Earnest money deposit
An earnest money check is a promise from the buyer to follow through with the terms of the contract. This tells the seller you’re a serious buyer and have the money to purchase the home. Usually, the amount of the earnest money deposit will be 1 percent to 2 percent of the purchase price but this can be negotiable. Laws vary from state to state regarding who holds the earnest money, but is oftentimes held in an escrow account by the listing firm or an attorney’s office. Never make the earnest money check out to an agent. The check is a major part of your contract. If all goes well during the purchase, the earnest money deposit will be put toward the down payment and closing costs. If things don’t go well, the earnest money check may be returned, which brings us to our next point.
Due diligence period
This is absolutely the most important period in the contract. The due diligence period provides the buyer with an option to terminate the sales contract, and in some states, an option fee is paid directly to the seller. A set amount of time is negotiated between the buyer and the seller, usually between two and four weeks. A bad inspection, an unfavorable appraisal, or a bad feeling in your stomach — it doesn’t matter what the reason is, the buyer is free to walk away during this time. The earnest deposit will be refunded to the buyer. However, the seller keeps the due diligence fee.
During the due diligence period, it’s important to get the home inspected and appraised. Even a new construction home should have an inspection. The inspection will reveal any repairs the house needs. Use the due diligence period to negotiate who pays for what in the inspection report. Asking the seller to fix everything on the list is a sure way to kill a deal. Be reasonable and figure out what needs to be addressed before you move in.

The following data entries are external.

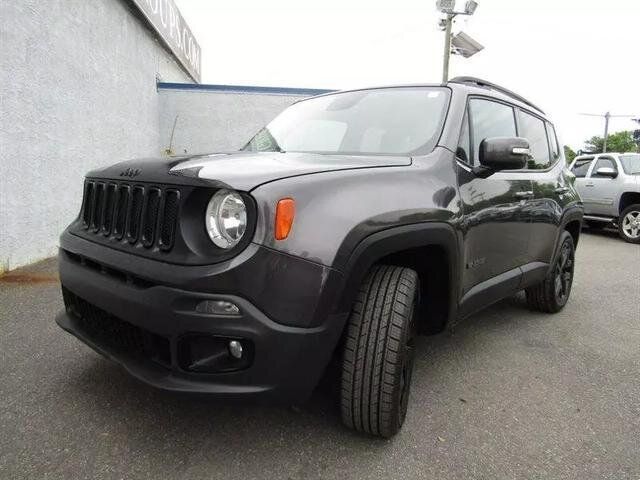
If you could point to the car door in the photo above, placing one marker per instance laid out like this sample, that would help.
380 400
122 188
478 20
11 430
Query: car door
600 190
495 223
551 187
580 168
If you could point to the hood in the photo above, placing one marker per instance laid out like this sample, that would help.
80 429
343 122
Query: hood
240 170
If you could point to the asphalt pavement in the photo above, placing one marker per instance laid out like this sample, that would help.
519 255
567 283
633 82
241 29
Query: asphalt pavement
508 394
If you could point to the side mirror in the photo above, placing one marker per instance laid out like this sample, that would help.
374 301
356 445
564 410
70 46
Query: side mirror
607 172
504 153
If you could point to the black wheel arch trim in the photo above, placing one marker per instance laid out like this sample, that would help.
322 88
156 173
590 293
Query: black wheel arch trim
380 244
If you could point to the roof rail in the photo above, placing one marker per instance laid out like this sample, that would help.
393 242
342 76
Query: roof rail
486 83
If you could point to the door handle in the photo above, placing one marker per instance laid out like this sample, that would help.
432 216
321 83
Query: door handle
524 194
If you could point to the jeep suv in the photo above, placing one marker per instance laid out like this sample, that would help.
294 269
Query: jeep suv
609 184
346 226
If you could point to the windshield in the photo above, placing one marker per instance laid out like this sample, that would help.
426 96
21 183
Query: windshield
631 163
389 121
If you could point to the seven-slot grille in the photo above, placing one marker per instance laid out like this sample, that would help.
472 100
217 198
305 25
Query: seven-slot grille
133 213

If a buyer backs out after the due diligence period expires, the seller is typically entitled to the earnest money. Again, rules differ from state to state so make sure you know where you stand beforehand. The most important thing during due diligence is to be proactive. Quality inspectors and appraisers are difficult to book at the last minute. It’s the buyer’s responsibility to get these scheduled quickly.
Schedule a final walk-through of the house a few days before closing to make sure the owners have left the house as you remember it. Note any repairs that haven’t been done as promised. Make sure any items they promised to leave behind are still there. Have the movers damaged any walls or floors? Do the appliances still work?
Barring last-minute problems with financing, the closing day should run smoothly. Bring proper identification, along with a bank check for the down payment. Be prepared to sign multiple copies of the closing documents and don’t be afraid to ask questions. Once the deed has been recorded, you’ll receive that coveted set of keys to your new home.